How to know when a lawyer is being honest

A recent TV interview with the father of a capital murder suspect contained a line that caught my attention. The dad was explaining how difficult it is to find and afford counsel for someone facing a serious criminal charge. The dad said he had spoken with a lawyer about representing his son, and the lawyer had quoted him a six-figure fee and told the dad he could not guarantee any specific result.

I don't know who that lawyer was, because the dad didn't say. But I can tell you this about that lawyer: He is an honest one.

I hear stories from time to time of lawyers supposedly offering potential clients a guarantee that their case will be dismissed, or that they will be acquitted, or that the case will be nonadjudicated. That's unfortunate. No lawyer can ever guarantee you a specific result in a criminal case. It is unethical, and on top of that it's just impossible to do.

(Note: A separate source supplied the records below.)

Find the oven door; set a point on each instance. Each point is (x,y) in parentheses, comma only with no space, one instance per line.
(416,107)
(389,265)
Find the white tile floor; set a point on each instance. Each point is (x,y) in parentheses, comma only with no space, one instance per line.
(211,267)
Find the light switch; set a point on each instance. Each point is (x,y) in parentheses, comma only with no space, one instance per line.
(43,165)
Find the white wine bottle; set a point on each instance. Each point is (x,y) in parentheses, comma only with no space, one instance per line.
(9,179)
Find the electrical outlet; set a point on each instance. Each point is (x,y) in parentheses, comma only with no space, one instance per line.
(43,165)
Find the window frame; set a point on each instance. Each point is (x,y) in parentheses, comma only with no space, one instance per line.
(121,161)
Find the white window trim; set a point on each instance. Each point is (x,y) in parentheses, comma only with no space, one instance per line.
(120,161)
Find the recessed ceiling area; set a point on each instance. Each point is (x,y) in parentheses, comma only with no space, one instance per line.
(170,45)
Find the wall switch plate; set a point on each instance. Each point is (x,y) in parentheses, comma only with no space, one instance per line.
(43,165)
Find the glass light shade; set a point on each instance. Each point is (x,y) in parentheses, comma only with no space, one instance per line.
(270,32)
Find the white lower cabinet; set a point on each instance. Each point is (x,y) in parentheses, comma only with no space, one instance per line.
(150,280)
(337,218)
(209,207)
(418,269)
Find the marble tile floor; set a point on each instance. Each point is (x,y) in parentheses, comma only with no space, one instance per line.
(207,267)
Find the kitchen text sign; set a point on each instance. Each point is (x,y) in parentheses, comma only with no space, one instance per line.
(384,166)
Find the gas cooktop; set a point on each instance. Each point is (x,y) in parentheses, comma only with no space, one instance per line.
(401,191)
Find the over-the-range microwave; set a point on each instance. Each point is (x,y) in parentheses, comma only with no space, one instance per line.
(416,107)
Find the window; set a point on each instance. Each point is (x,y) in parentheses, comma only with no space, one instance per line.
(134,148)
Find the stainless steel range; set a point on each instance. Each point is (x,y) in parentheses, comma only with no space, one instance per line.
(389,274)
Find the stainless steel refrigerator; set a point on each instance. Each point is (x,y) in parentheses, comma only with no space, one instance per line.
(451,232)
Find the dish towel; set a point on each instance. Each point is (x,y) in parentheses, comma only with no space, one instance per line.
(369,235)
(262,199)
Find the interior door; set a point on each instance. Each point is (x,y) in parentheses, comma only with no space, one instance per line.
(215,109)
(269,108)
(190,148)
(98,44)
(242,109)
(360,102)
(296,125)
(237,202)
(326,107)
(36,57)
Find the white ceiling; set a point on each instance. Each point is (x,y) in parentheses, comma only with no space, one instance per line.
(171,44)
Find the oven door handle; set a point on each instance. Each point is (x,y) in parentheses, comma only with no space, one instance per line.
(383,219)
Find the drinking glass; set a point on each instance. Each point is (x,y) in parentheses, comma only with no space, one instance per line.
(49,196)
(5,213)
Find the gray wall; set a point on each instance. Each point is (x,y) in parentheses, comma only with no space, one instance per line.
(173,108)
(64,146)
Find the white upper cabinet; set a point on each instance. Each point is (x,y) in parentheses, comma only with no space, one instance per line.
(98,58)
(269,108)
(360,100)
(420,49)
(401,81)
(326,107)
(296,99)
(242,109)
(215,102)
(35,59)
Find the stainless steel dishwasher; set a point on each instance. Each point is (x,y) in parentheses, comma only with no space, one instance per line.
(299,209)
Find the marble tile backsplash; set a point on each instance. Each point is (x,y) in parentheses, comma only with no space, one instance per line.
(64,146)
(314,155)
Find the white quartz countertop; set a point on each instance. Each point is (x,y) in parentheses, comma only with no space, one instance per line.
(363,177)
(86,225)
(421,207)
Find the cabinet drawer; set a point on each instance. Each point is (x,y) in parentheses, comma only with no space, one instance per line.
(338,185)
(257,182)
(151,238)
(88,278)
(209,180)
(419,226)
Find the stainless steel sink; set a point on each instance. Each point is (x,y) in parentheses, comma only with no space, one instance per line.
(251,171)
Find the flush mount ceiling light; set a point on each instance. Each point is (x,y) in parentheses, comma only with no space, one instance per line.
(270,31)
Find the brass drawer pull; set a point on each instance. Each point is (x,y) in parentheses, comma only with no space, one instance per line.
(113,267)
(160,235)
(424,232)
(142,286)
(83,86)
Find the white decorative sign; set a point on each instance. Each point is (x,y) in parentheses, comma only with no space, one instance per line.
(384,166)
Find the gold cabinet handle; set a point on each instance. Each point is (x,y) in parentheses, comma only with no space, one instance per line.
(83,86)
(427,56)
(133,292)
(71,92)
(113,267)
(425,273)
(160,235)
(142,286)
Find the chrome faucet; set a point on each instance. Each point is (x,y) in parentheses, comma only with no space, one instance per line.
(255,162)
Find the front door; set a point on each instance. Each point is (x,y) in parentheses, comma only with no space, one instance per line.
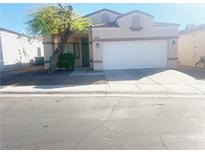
(85,52)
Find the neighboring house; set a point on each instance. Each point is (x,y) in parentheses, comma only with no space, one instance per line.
(121,41)
(17,50)
(191,50)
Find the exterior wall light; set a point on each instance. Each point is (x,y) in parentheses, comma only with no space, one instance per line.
(97,45)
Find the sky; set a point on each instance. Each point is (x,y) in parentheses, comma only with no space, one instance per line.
(13,16)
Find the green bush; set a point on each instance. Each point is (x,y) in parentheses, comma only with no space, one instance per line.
(39,60)
(66,60)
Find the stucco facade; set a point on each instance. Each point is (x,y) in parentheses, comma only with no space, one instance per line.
(191,46)
(111,26)
(17,50)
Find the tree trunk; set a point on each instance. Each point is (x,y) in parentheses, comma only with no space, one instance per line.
(54,58)
(53,62)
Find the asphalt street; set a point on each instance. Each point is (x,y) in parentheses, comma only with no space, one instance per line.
(31,122)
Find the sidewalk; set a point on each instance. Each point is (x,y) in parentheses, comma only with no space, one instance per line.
(132,82)
(138,89)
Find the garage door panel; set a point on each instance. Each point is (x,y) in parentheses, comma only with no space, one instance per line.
(134,54)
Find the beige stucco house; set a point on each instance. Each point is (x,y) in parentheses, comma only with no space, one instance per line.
(191,50)
(121,41)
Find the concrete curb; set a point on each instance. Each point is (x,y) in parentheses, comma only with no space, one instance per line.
(101,92)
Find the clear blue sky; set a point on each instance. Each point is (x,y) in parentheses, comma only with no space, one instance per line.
(14,16)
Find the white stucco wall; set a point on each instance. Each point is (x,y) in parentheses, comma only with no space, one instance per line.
(17,49)
(191,47)
(97,18)
(149,31)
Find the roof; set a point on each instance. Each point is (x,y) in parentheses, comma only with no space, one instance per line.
(134,11)
(10,31)
(194,29)
(101,10)
(13,32)
(165,24)
(106,25)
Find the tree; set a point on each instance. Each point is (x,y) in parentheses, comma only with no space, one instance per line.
(59,20)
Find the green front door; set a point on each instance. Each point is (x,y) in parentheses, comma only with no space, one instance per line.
(85,52)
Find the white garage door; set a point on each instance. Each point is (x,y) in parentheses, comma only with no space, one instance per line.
(134,54)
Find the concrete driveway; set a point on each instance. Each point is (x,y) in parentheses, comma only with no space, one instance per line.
(156,81)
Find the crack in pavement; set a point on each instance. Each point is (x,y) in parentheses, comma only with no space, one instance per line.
(157,83)
(162,142)
(97,127)
(195,88)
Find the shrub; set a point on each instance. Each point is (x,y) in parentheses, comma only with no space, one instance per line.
(39,60)
(66,60)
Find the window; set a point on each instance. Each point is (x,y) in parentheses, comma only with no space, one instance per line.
(76,48)
(135,23)
(73,48)
(69,48)
(38,51)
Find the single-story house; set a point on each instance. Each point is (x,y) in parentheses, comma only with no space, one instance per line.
(191,50)
(17,50)
(121,41)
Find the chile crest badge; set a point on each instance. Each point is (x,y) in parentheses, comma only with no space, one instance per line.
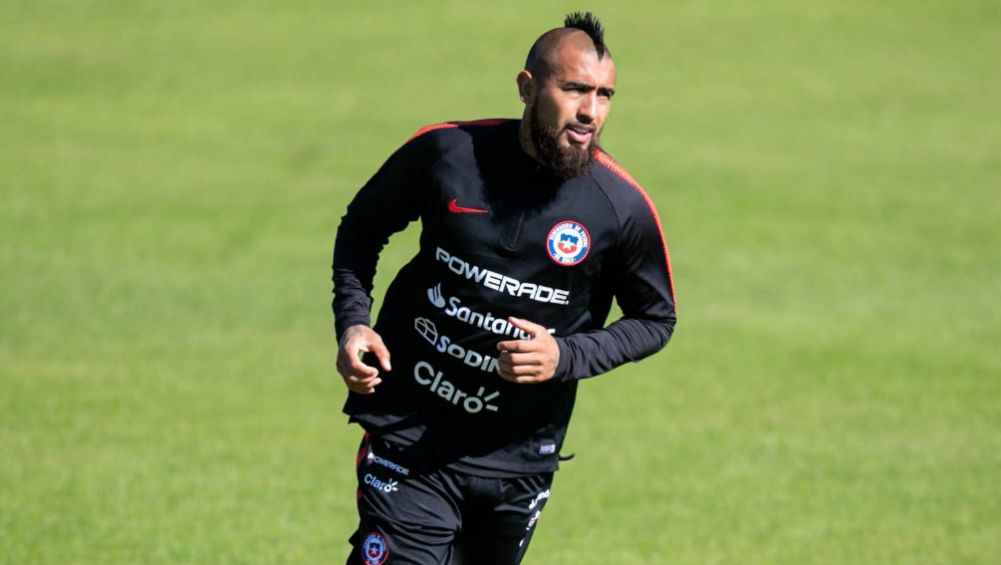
(568,242)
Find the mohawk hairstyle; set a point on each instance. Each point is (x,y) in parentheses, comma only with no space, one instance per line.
(588,23)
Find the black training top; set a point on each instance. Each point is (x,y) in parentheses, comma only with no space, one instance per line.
(501,237)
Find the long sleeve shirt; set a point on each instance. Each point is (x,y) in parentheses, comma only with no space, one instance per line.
(499,237)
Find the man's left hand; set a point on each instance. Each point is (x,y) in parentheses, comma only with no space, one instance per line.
(529,361)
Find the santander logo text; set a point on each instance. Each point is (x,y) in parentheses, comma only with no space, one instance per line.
(453,309)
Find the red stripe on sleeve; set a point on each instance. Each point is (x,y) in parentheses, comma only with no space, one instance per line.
(607,160)
(450,124)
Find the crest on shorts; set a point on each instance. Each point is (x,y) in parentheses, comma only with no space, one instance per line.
(568,242)
(374,550)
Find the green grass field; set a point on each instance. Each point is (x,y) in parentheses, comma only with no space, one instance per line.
(829,177)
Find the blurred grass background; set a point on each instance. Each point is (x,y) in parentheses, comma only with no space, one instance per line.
(828,173)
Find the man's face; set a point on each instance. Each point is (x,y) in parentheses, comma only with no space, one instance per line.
(568,108)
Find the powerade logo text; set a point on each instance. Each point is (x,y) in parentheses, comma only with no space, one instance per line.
(502,283)
(453,309)
(435,382)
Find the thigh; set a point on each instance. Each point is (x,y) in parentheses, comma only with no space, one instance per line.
(497,531)
(405,516)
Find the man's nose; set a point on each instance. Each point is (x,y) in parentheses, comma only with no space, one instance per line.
(588,110)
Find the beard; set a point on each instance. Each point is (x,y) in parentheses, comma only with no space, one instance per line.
(564,162)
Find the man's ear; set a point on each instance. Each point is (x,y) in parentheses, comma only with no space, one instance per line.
(525,85)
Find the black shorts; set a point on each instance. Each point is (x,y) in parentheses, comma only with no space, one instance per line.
(416,513)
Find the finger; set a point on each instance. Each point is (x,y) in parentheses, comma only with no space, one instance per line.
(533,359)
(523,380)
(518,346)
(381,354)
(520,371)
(356,367)
(527,326)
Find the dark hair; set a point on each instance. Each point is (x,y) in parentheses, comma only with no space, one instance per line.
(588,23)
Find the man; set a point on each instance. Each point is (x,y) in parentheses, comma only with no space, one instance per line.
(465,385)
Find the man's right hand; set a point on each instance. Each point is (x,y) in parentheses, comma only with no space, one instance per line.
(358,377)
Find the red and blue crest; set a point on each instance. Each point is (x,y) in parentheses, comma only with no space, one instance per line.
(374,550)
(568,242)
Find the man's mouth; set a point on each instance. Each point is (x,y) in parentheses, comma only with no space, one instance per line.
(580,134)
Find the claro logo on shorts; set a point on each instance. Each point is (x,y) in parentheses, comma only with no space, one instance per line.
(425,376)
(502,283)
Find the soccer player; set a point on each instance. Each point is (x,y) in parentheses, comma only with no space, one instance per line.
(465,384)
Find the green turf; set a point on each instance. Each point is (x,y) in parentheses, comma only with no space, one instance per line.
(828,173)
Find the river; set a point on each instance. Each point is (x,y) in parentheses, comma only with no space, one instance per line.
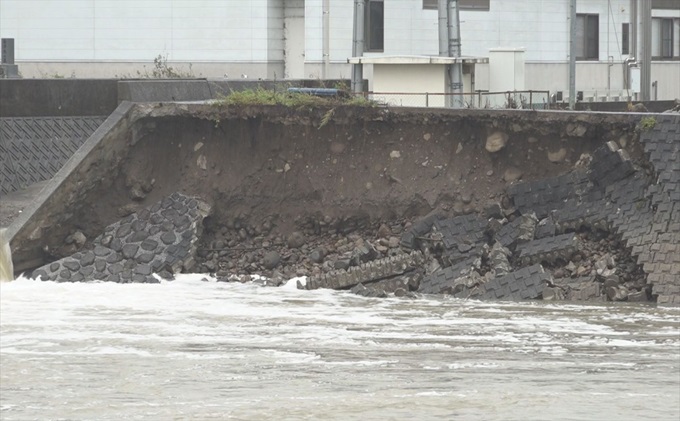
(203,350)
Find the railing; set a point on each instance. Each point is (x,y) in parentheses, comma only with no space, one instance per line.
(480,99)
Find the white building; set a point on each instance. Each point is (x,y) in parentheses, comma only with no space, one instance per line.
(313,38)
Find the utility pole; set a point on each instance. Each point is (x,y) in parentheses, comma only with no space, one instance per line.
(358,46)
(455,69)
(572,54)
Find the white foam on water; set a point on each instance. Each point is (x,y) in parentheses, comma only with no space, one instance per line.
(251,352)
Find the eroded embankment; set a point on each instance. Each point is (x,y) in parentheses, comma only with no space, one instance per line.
(310,192)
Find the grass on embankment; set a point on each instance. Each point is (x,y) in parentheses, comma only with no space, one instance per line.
(289,99)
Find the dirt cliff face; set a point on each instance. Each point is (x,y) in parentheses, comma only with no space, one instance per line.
(308,191)
(283,165)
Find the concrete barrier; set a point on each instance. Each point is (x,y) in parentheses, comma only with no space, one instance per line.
(57,97)
(90,166)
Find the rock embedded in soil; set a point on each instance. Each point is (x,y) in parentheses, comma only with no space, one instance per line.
(496,141)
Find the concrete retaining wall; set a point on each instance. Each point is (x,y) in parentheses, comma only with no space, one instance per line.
(57,97)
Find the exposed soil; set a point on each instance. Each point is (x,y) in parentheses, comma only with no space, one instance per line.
(274,174)
(279,165)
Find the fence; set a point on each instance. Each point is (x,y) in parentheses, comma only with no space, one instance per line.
(512,99)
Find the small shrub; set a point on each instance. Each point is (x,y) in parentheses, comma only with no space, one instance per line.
(646,124)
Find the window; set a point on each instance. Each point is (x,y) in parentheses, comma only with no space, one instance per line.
(587,37)
(462,4)
(665,42)
(374,32)
(666,4)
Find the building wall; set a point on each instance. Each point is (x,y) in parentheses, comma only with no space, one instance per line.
(235,38)
(202,32)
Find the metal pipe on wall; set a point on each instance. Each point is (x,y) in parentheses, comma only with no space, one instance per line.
(455,69)
(443,28)
(358,46)
(645,49)
(633,29)
(325,22)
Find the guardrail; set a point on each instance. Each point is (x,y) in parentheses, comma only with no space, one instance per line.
(480,99)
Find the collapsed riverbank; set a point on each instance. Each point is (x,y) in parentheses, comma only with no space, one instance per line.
(466,203)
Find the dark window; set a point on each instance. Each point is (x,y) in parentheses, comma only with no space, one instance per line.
(430,4)
(587,37)
(462,4)
(666,4)
(667,38)
(375,25)
(664,42)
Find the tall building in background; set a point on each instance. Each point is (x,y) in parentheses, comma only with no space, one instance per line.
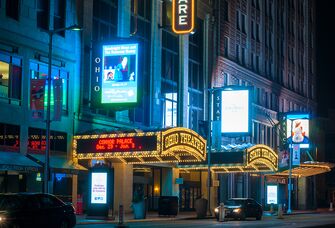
(128,76)
(270,46)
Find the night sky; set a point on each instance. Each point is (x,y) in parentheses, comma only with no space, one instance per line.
(325,55)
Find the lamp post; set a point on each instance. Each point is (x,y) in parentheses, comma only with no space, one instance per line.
(48,116)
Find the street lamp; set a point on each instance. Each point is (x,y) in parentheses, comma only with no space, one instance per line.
(48,117)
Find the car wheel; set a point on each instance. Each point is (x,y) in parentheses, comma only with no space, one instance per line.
(64,224)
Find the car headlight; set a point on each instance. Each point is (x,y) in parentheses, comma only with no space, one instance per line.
(237,210)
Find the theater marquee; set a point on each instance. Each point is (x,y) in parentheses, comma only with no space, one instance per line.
(183,14)
(173,145)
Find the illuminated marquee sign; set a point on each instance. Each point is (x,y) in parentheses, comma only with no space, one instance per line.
(117,144)
(115,79)
(172,145)
(183,14)
(181,138)
(262,153)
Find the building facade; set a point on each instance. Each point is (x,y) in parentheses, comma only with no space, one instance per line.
(267,45)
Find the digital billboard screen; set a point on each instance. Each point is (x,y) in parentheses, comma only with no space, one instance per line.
(235,111)
(119,73)
(297,126)
(99,188)
(272,194)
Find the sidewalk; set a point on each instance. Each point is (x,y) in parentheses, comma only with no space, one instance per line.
(129,218)
(153,216)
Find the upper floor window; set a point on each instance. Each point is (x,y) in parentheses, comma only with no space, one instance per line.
(225,10)
(10,78)
(40,71)
(13,9)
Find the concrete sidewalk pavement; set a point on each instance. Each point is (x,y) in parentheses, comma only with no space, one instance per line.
(153,216)
(129,218)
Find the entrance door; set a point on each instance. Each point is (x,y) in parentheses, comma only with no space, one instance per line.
(188,193)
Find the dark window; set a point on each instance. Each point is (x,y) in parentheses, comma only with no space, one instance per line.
(226,44)
(225,10)
(13,9)
(9,137)
(238,19)
(10,78)
(42,12)
(59,15)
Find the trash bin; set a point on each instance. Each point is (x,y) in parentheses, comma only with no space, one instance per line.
(168,205)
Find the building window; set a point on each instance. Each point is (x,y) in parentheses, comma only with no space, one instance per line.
(9,137)
(10,78)
(170,110)
(226,46)
(243,55)
(243,24)
(40,71)
(13,9)
(257,31)
(59,15)
(238,19)
(225,10)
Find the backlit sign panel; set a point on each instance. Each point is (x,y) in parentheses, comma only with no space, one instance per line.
(297,126)
(119,73)
(183,14)
(235,111)
(99,188)
(117,144)
(272,194)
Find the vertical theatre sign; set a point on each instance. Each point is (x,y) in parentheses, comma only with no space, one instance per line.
(183,14)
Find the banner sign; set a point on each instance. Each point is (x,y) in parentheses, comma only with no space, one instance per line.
(298,129)
(37,98)
(183,16)
(296,154)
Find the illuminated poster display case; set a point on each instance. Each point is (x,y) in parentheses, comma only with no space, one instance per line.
(234,110)
(115,79)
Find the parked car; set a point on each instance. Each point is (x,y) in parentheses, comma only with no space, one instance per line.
(35,210)
(241,208)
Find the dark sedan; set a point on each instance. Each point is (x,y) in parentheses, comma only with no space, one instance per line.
(35,210)
(241,208)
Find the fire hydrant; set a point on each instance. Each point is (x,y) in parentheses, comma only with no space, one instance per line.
(221,212)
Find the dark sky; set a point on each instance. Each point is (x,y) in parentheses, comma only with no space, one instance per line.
(325,55)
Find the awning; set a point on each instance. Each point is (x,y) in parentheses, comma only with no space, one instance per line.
(58,163)
(239,158)
(309,168)
(13,161)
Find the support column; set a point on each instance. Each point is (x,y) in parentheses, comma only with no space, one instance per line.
(74,190)
(302,193)
(123,186)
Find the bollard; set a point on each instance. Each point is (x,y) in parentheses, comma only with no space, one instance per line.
(280,212)
(120,214)
(221,212)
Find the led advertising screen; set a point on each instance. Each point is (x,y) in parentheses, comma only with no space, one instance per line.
(297,126)
(235,111)
(272,194)
(119,73)
(99,188)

At the end of the day, the criminal defense lawyer isn't the one who decides a criminal case any more than a doctor is the one who decides who gets better and who doesn't. In fact, you hire a criminal defense lawyer for the same reason you hire a doctor when you are sick: you have a problem and you need a well-trained professional to do everything possible to fix it. A doctor can't promise you that your cancer will go away forever, or that a surgery will make your back as good as new. Those things are within a doctor's ability to influence, but are outside of her ability to control.

Criminal defense lawyers are in the same situation. There are things we can influence regarding the outcome of your case, but we don't control the outcome of your case. So if you find a criminal defense lawyer telling you he can't guarantee how your case will turn out, that's that not a sign of incompetence. It's a sign of honesty.